There's a major regulatory change in the works and it’s causing a bit of anxiety for American employers.
Behind this concern is a rule that the Department of Labor is in the process of finalizing. Once put into place, the new regulation will greatly expand the number of employees eligible for overtime pay. Reports indicate that the rule could be finalized as early as April or May of this year, and would likely go into effect shortly after.
Under current law, workers who earn less than $455 a week (about $23,660 a year) must be paid time and a half if they work over 40 hours in a week. The DOL rule would more than double that threshold, meaning that employees earning under $970 a week ($50,440 annually) would also qualify for overtime pay. The salary threshold was first created as part of the Fair Labor Standards Act of 1938, and since then has seen periodic increases to keep pace with inflation (the last adjustment was in 2004).
So why the change? When the threshold was originally put into place it covered 60 percent of workers; despite occasional updates, the current threshold applies to just 8 percent of today’s workforce. DOL argues that the new threshold will bring that figure back up to 60 percent, in keeping with the original intent of the law.

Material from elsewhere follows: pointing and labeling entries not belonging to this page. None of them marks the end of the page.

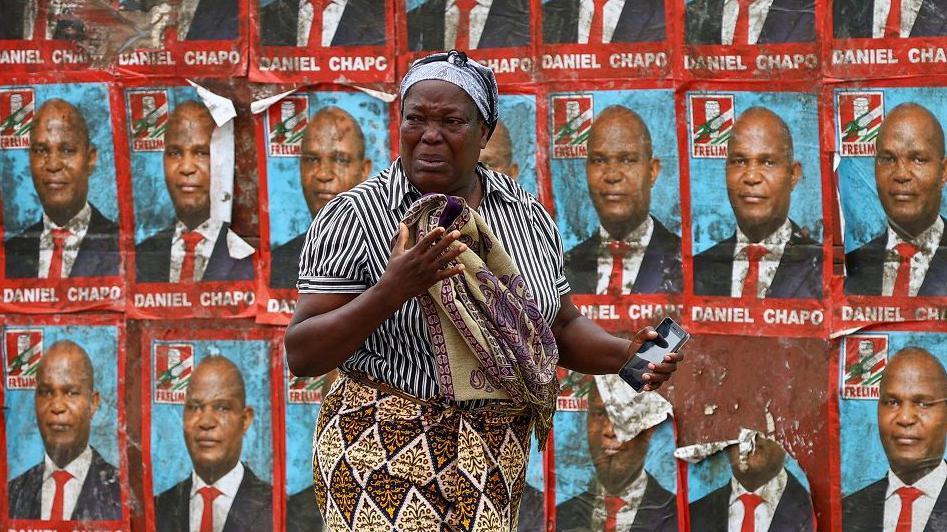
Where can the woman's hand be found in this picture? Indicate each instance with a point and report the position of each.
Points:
(659, 372)
(411, 271)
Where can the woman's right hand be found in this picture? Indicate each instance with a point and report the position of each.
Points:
(411, 271)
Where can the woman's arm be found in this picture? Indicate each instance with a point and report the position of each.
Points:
(327, 328)
(587, 348)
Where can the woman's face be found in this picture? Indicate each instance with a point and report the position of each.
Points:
(441, 138)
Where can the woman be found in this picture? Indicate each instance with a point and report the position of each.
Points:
(394, 449)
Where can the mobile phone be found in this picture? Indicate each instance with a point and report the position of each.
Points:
(671, 337)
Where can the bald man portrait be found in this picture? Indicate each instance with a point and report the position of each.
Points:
(761, 494)
(221, 493)
(763, 22)
(498, 155)
(73, 482)
(631, 252)
(912, 424)
(72, 238)
(620, 21)
(910, 257)
(874, 19)
(332, 161)
(769, 255)
(623, 495)
(195, 247)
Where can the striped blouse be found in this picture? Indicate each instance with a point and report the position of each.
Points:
(349, 242)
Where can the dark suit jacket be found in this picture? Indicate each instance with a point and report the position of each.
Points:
(799, 274)
(864, 269)
(507, 25)
(640, 21)
(864, 510)
(362, 23)
(214, 20)
(656, 513)
(98, 256)
(153, 260)
(660, 270)
(284, 263)
(252, 509)
(787, 21)
(99, 500)
(793, 513)
(852, 19)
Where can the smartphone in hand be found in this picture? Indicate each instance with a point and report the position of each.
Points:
(671, 337)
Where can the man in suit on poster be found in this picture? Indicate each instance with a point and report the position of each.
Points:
(761, 495)
(632, 252)
(910, 257)
(498, 155)
(72, 238)
(220, 488)
(764, 22)
(624, 496)
(344, 23)
(874, 19)
(332, 161)
(468, 24)
(912, 423)
(196, 247)
(769, 255)
(621, 21)
(73, 482)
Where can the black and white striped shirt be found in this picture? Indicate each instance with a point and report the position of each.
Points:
(348, 246)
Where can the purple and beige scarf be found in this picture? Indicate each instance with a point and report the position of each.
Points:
(490, 339)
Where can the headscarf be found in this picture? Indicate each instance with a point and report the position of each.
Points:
(455, 67)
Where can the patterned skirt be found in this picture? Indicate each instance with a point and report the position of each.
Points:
(384, 460)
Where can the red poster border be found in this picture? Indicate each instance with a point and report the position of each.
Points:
(157, 330)
(86, 320)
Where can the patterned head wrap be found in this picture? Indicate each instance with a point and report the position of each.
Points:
(455, 67)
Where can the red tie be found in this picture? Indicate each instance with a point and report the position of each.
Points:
(61, 477)
(903, 281)
(741, 31)
(754, 253)
(191, 239)
(908, 494)
(59, 242)
(893, 24)
(462, 40)
(750, 502)
(612, 506)
(596, 30)
(619, 251)
(208, 493)
(315, 29)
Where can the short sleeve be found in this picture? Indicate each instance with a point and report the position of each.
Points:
(549, 235)
(333, 260)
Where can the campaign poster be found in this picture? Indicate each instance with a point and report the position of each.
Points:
(892, 425)
(615, 179)
(872, 40)
(752, 40)
(62, 395)
(318, 145)
(496, 34)
(748, 482)
(756, 212)
(613, 39)
(614, 457)
(188, 258)
(313, 41)
(62, 247)
(209, 423)
(890, 173)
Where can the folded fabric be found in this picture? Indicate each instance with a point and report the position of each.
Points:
(490, 339)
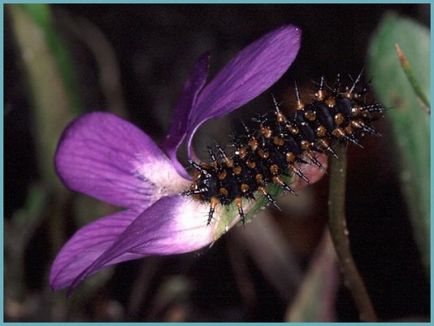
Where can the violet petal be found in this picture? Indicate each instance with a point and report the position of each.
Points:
(186, 101)
(86, 245)
(172, 225)
(108, 158)
(252, 71)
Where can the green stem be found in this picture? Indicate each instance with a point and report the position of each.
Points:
(339, 233)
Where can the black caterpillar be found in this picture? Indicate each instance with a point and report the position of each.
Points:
(271, 150)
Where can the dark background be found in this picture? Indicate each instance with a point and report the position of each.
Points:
(155, 46)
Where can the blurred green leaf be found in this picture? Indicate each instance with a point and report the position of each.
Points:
(410, 122)
(41, 15)
(315, 300)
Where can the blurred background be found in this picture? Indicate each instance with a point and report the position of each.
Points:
(65, 60)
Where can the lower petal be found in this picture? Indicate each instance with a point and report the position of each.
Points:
(86, 245)
(172, 225)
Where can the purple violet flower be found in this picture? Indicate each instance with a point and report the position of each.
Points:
(110, 159)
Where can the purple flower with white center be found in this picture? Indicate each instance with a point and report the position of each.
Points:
(110, 159)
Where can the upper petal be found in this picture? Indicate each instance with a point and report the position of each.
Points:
(109, 158)
(185, 103)
(86, 245)
(172, 225)
(251, 72)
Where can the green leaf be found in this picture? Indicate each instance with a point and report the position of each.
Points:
(44, 62)
(407, 114)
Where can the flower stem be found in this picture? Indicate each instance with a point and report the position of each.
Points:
(339, 233)
(406, 67)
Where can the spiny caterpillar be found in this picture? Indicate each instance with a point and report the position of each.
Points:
(277, 144)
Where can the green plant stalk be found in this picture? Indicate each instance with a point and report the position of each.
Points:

The goal of ensuring overtime pay for eligible workers is laudable, but there are some major drawbacks to DOL’s approach. For starters, the new salary threshold is more than double the current figure. While there is considerable support for increasing today’s outdated threshold the new levels are unprecedented, especially given low levels of inflation and flat, post-recession revenues since the last adjustment. The design and construction industry was one of the hardest hit by the 2008 financial crisis, and with architects still feeling its ripple effects the size of this increase could become a burden for firms within the industry.

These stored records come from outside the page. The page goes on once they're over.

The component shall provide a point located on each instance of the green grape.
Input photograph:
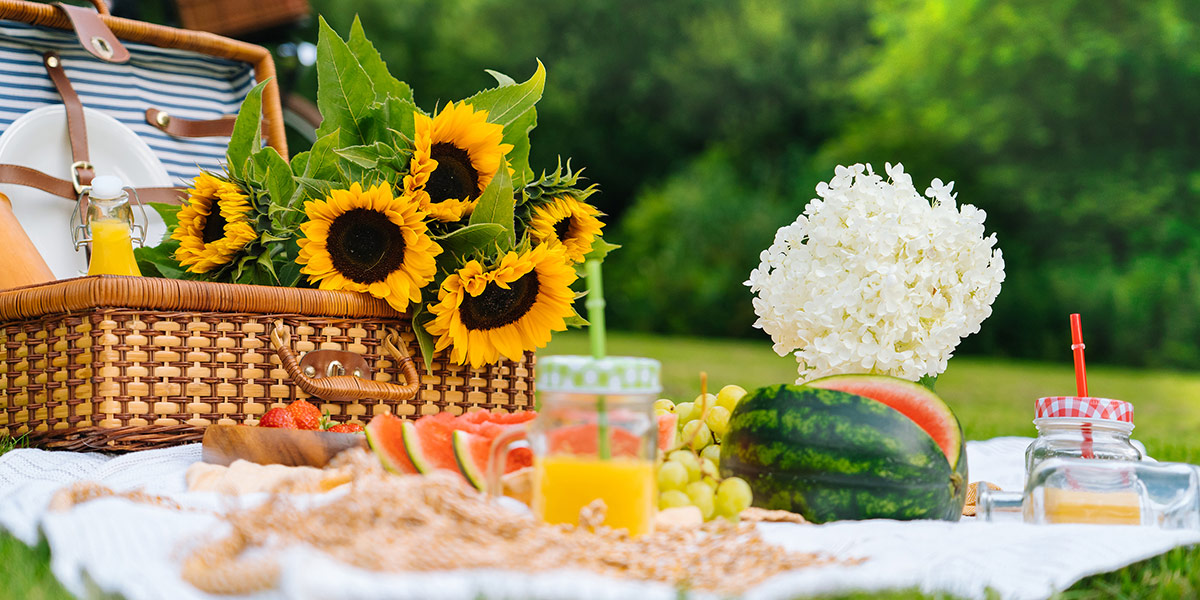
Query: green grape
(672, 475)
(689, 460)
(685, 409)
(703, 403)
(718, 420)
(702, 497)
(696, 435)
(713, 453)
(732, 497)
(730, 396)
(673, 499)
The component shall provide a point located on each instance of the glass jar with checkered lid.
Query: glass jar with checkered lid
(1081, 427)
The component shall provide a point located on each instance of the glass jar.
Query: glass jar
(1102, 492)
(595, 438)
(1081, 427)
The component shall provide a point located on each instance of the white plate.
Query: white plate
(39, 139)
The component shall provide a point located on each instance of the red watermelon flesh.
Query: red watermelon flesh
(432, 447)
(472, 453)
(385, 437)
(912, 400)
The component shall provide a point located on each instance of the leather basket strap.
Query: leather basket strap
(76, 129)
(180, 127)
(94, 34)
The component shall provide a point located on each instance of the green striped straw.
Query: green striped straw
(597, 336)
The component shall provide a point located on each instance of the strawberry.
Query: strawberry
(277, 418)
(307, 417)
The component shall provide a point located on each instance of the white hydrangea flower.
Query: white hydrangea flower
(875, 279)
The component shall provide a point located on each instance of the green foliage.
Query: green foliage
(690, 244)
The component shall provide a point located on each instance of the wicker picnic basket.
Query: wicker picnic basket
(120, 364)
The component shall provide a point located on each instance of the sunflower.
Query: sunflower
(507, 310)
(569, 222)
(214, 225)
(367, 240)
(457, 154)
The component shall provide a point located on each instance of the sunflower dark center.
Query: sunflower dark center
(455, 177)
(496, 306)
(563, 228)
(365, 246)
(214, 226)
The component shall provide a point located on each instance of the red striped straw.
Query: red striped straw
(1077, 346)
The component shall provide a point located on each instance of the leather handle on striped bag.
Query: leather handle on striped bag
(349, 388)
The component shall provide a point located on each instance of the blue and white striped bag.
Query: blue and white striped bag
(167, 94)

The rule is also likely to have a much greater impact on small businesses than their larger counterparts, a major concern given that the close to 80 percent of architecture firms employ ten or fewer people. For example, the new regulations would require that the salary threshold be automatically updated each year to reflect changes in inflation. In theory this makes sense, but in practice small firms that lack a dedicated, in-house accounting team will find themselves devoting more of their time and resources to compliance rules, only to see them change at the end of each year.
One final concern is that the new salary thresholds would be applied nationwide via a “one-size-fits-all” approach that ignores regional differences in the cost of living. In fact, DOL’s proposed salary threshold is about $10,000 higher than California’s own threshold, and $15,000 higher than New York’s -- two of the highest-cost states in the nation.

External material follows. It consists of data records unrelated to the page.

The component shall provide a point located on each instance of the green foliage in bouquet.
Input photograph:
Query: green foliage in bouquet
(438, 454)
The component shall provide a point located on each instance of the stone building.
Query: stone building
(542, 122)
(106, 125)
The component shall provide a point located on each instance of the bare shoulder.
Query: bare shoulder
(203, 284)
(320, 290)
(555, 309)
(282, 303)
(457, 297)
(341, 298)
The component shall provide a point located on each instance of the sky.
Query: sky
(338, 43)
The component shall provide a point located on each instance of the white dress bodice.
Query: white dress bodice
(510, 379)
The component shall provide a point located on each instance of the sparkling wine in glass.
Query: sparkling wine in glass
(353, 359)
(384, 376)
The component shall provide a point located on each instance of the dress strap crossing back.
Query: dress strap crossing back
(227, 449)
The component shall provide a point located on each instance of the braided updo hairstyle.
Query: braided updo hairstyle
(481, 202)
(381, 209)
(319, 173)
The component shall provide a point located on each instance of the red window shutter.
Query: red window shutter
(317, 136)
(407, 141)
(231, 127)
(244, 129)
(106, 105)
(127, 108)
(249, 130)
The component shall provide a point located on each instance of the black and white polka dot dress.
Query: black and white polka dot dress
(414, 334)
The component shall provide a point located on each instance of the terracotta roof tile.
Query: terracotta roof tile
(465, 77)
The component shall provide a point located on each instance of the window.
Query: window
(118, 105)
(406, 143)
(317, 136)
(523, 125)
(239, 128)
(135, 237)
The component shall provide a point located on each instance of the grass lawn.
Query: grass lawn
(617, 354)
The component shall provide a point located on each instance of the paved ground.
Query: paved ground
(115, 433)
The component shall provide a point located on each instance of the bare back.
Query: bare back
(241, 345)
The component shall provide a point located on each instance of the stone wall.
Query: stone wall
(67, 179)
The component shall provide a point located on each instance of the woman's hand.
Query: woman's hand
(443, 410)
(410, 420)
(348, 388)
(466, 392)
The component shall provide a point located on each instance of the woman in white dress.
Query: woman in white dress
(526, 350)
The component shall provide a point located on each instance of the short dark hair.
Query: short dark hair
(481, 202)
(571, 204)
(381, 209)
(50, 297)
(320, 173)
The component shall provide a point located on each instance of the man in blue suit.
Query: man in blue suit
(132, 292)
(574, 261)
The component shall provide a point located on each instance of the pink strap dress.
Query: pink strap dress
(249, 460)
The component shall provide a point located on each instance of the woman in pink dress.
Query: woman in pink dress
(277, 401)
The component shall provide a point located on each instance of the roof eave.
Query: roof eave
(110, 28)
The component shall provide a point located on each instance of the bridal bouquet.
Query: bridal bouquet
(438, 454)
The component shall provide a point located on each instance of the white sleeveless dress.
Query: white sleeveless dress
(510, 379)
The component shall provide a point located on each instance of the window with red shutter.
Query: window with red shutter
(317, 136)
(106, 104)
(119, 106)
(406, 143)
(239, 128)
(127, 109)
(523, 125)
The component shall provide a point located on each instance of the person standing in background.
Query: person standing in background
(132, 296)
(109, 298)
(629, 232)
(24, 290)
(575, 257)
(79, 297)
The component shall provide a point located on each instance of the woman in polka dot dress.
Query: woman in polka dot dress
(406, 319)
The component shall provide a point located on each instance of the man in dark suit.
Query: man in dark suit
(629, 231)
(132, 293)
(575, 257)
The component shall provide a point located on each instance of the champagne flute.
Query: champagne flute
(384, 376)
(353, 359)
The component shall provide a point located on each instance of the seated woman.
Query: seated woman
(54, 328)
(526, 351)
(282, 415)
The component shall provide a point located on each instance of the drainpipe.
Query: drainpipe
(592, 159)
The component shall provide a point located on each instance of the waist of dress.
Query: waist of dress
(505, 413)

So what does this mean for AIA members? The rule’s impact is sure to be more acutely felt in certain sectors, such as retail and hospitality, than in the architectural field, but that doesn’t mean design firms will be left untouched. Even if every design professional in your firm is already earning more than the new threshold, there are likely support staff and others to consider (and whose weekly hours you might need to start tracking closely).
With DOL expected to finalize the rule in the next few months, it’s important for design firms to start planning for the future and to make sure they’re not caught off guard when the changes go into effect.